Over time, use of bat or ratpenat replaced the dragon. Nobility again imitated the monarchy via its symbols. Also, it must be noted that the first title-holders of the House of Híjar married into noble lineages from those territories. In this case, the bat is carrying a knife or dagger, protecting against threats. Along with the helmet, all these are attributes referring to the honour of the hero knight who rested there. The arms and the original crowning are framed by a garland of plants representing the bond, dependence on the feudal system of hierarchies, ratified by the oath of honour and sublimating the concept of being “bound” by the superior.

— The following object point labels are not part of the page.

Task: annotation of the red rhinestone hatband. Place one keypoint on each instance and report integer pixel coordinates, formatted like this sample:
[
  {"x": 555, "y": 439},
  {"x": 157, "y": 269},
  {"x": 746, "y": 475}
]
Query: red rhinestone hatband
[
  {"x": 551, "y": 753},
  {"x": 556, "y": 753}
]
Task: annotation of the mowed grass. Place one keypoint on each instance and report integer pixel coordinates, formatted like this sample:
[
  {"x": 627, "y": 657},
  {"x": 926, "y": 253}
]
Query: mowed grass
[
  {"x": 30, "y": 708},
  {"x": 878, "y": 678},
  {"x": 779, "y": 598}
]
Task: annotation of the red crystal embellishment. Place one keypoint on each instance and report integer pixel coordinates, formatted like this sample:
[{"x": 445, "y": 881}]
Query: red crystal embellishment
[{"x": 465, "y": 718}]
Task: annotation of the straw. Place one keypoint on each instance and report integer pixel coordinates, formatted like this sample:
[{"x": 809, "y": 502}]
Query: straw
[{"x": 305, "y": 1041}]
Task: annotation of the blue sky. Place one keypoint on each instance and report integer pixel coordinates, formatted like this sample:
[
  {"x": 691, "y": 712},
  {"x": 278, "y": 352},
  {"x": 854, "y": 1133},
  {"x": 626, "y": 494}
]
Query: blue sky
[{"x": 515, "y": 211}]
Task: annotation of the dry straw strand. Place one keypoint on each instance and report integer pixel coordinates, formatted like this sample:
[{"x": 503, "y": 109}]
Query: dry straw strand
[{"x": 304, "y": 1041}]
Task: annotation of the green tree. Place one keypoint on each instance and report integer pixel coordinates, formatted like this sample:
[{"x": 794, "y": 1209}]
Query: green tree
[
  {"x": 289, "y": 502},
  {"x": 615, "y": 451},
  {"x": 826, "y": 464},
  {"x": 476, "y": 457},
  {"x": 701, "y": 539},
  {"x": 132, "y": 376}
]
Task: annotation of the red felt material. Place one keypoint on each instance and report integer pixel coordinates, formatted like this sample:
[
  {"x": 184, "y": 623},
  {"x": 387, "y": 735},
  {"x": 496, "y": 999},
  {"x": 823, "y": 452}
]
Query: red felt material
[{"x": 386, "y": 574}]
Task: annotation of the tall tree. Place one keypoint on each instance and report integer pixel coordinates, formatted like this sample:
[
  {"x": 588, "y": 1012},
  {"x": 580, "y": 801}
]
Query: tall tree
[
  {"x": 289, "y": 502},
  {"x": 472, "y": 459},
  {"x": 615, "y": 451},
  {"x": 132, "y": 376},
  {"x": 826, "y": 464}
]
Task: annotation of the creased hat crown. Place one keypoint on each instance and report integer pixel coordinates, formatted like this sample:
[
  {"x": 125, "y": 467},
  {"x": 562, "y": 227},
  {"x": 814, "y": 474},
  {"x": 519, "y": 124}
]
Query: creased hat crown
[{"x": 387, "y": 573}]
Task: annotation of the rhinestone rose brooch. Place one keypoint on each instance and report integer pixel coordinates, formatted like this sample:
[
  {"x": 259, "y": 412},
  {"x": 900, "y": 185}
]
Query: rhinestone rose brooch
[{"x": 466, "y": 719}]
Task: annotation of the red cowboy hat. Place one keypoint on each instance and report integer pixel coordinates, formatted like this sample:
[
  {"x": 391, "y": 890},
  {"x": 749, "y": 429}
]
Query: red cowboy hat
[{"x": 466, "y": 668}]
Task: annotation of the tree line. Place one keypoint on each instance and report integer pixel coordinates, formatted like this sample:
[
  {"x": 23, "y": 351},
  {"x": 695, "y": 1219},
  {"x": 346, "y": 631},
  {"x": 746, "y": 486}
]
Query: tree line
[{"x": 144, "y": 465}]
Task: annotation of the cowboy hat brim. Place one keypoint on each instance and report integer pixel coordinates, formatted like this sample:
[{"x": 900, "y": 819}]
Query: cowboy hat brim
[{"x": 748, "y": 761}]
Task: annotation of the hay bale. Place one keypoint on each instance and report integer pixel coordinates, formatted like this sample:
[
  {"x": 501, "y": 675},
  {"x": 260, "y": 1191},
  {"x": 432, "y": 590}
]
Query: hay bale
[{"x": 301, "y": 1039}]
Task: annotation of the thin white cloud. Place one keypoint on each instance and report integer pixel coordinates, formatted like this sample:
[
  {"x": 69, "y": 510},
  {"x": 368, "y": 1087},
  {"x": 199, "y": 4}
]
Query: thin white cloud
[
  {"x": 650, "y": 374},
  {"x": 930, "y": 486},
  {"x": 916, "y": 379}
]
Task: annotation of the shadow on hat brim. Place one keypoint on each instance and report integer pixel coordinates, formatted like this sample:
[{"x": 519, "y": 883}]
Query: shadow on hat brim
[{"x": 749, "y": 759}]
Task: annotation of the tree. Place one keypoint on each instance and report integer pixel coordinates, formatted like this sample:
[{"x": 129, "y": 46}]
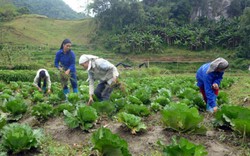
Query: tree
[{"x": 244, "y": 50}]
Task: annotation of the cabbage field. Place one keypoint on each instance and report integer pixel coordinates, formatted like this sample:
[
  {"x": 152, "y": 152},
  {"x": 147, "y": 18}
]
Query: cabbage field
[{"x": 149, "y": 113}]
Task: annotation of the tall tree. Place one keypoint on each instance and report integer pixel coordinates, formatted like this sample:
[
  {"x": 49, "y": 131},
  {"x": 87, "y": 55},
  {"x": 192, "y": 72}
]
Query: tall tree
[{"x": 245, "y": 31}]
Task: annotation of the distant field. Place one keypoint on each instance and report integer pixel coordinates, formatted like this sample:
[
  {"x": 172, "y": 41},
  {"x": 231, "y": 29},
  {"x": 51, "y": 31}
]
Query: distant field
[{"x": 42, "y": 31}]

The sculptural decoration of the sarcophagus shows how beauty is sought in this artistic moment as an earthly property of objects meant to please the senses. The rebirth of classical antiquity as a burst of fresh energy is seen in its elements, abandoning the dark medieval world. Nature is interpreted with joy and freedom and space is decorated with floral garlands (the flower as ephemeral beauty in a life-death dualism) that balance the composition of the sarcophagus’s front. A meticulous study of anatomy is appreciated in the two supporters and their harmonious contrapposto stance. These two male figures, one bearded and the other beardless, may well symbolise youth and old age respectively.

Armed elements play a dominant role in the iconography and extol the military and heroic merits of the deceased. Two symmetrically facing eagles appear as a symbol of height, spirit identified with the sun and the spiritual principle. The eagle is associated to the idea of male activity and also manifests the rhythm of heroic nobility. It is an animal associated to the gods of power and war in classical iconography. In the air it is the equivalent of the lion on earth.

It is the bird that flies highest. It is also a symbol of spiritualization and sublimation of material and regressive tendencies. Dante referred to the eagle as a bird of God. It is so represented on this sarcophagus.

A shield and armour appear below the birds. Both are warriors symbols not conceived outside the combat context. The armour is used for physical protection of the body and symbolises spiritual defence. In the Epistle of St. Paul to the Ephesians (6, 10-17) the apostle said: “Put on the armour of God to counteract the devil’s schemes… take the helmet of salvation and the sword of the Spirit, which is the word of God.”

The sarcophagus is made of alabaster. This marble-like material is characterized by its ductility, translucence and waxy sheen, properties that have historically led it to be highly valued for ornamental use. Alabaster objects have been preserved since antiquity. It is likewise the material used in the late 14th century tomb of Pedro Fernandez de Híjar y Navarra from the Monastery of Rueda which is preserved in the Museum of Zaragoza.

The restoration was carried out using inert materials of the same nature as the original ones, inert synthetic resins, following the advice of the restorer Fernando Gilabert Lorenzo. A layer of micro-crystalline wax with a higher melting point than common wax was finally applied to prevent softening by heat and accumulation of dust or dirt.

It rests on a 17th century walnut refectory table with three drawers from the Collection of José María del Palacio y Abárzuza, 3rd Count of Las Almenas and 1st Marquis of Llano de San Javier.